According to police, the tractor-trailer was traveling along the inner loop of the Beltway headed from Virginia into Maryland when it suddenly swerved and jackknifed. The cab went through a bridge guardrail and fell into the river, partially submerging. The rig's trailer continued down the highway, traveling more than 100 yards north of the bridge before it stopped. No other vehicles were involved in the accident, police said.
Investigators said the cause of the accident still was unknown last night, but they said the rig may have been forced out of control by winds on the bridge. Winds of 28 miles an hour gusting to 46 miles an hour were reported yesterday.

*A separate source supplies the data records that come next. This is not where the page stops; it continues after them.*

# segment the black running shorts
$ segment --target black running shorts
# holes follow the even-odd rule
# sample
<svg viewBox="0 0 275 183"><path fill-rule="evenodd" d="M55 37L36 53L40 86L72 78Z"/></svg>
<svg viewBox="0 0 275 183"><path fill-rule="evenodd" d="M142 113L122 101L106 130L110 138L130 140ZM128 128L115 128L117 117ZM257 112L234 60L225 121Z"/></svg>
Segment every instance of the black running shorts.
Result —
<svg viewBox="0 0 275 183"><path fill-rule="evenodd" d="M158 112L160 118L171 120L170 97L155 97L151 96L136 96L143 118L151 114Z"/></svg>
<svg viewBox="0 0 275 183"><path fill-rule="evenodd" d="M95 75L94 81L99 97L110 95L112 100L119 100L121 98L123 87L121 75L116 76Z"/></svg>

"I got there about five minutes after it happened," said Peter Stankiewicz, 25, who was on his way at the time to his Air Force job in Virginia from his home in Gaithersburg. "I was about the 10th car in line, stopped on the bridge. I got out, asked what was happening, whether anybody had gone down there to get the guy out. They said no -- so I just went down.
"That really got me mad -- I mean, they [the other motorists] were just standing there. One guy was taking pictures," Stankiewicz said.
Stankiewicz said he was the first would-be rescuer into the approximately 35-degree water. He said three unidentified motorists scrambled down the gravel-covered embankment behind him and the four worked the driver free of the wreckage in a few minutes. The driver was submerged when they arrived, according to Stankiewicz, who was treated at Suburban for exposure.
Stankiewicz and the others continued mouth-to-mouth and cardiopulmonary resuscitation attempts until rescue workers from McLean and Montgomery County arrived. The three others "disappeared," said Stankiewicz, who learned the resuscitation as a water safety instructor "a long time ago," and he went to sit in the warm cab of a fire truck.
"I don't know what the guy's chances were anyway -- it was a long way down -- but if someone had gone down there sooner, I think it might have made a difference," said Stankiewicz.
An autopsy will be performed to determine the cause of the driver's death.